Somebody stop him before be does something stupid. Oh, nevermind…
8. The one real, not humorous thing on this list, Kanye calls himself a man of God, quoted as saying, “God chose me. He made a path for me. I am God’s vessel.” Nothing wrong with that, we are all vessels of God. He chose each and every one of us to use the gifts He gave us spread the love of Jesus Christ. Unfortunately, Kanye used that vessel to go from songs like “Jesus Walks” to “I am a God.” I’m not saying Kanye was ever a Christian rapper, but underneath the vulgarity of, “Jesus Walks” he did share his love of God in that song. And btw, when he performed it at that concert I went to, it was done respectfully, with a prayer beforehand and no pictures of Kanye in a crown of thorns on the big screen. I haven’t been to a Kanye concert lately, in fact, I didn’t even know what the lyrics in the song, “I am a God” were until I looked them up for this post. I have however seen this.

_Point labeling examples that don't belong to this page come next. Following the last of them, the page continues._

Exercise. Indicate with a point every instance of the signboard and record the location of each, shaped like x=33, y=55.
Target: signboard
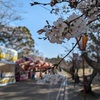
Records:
x=8, y=55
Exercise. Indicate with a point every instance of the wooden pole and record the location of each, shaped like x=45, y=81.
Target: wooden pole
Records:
x=84, y=81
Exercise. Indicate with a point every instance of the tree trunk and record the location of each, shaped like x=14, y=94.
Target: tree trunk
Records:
x=89, y=81
x=96, y=68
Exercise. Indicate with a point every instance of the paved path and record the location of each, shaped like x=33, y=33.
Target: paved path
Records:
x=29, y=90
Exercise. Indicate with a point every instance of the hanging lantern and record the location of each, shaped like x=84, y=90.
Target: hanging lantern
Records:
x=82, y=43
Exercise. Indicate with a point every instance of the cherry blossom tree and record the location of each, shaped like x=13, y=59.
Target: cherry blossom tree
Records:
x=81, y=14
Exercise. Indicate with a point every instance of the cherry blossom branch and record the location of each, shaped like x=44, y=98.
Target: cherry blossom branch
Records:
x=69, y=52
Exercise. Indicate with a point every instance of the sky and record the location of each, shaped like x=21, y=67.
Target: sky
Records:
x=34, y=18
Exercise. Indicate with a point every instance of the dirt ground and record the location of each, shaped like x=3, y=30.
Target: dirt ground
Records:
x=75, y=90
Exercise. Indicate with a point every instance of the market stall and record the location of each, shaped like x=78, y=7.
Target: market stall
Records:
x=7, y=74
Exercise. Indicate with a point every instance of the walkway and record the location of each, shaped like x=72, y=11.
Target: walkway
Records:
x=29, y=90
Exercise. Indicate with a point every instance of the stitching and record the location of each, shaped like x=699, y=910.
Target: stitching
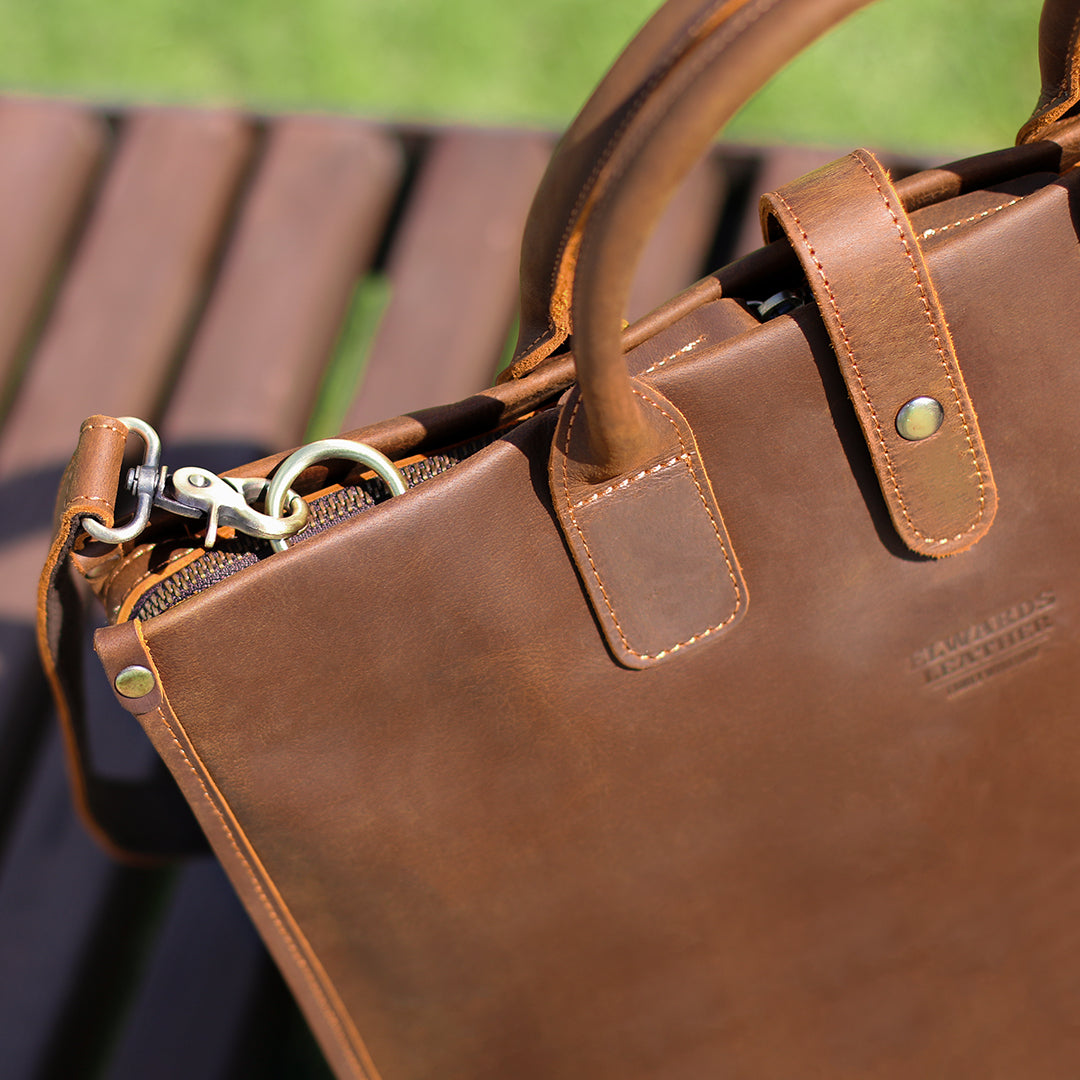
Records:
x=629, y=481
x=104, y=427
x=967, y=220
x=685, y=456
x=286, y=935
x=890, y=470
x=687, y=348
x=742, y=21
x=928, y=311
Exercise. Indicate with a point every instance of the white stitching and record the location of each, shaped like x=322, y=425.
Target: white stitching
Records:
x=687, y=459
x=678, y=352
x=967, y=220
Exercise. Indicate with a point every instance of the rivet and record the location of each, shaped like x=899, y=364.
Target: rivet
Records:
x=919, y=418
x=134, y=682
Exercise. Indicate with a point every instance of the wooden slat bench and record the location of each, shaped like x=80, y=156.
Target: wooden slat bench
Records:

Of all the self-absorbed, narcissistic things to come from Camp Kanye, this should be the match that burns the camp down. Somebody do something before Kanye has himself crucified as not a publicity stunt.
Seriously though, I have an issue with artist using God to sell albums while not embracing a Christian lifestyle in public (I’ll blog more about that one day) but this is just taking things to a whole new extreme. We all sin, we are make mistakes, but if Kanye truly does believe he is one of God’s vessels hopefully one day he’ll see he’s meant to humble himself in God so that the message he shares becomes a positive one.
I know this was supposed to be Top Ten Tuesday, but I’m really tired of researching Kanye West now, ink Peter sure number 8 counts for at least 3 reasons anyways.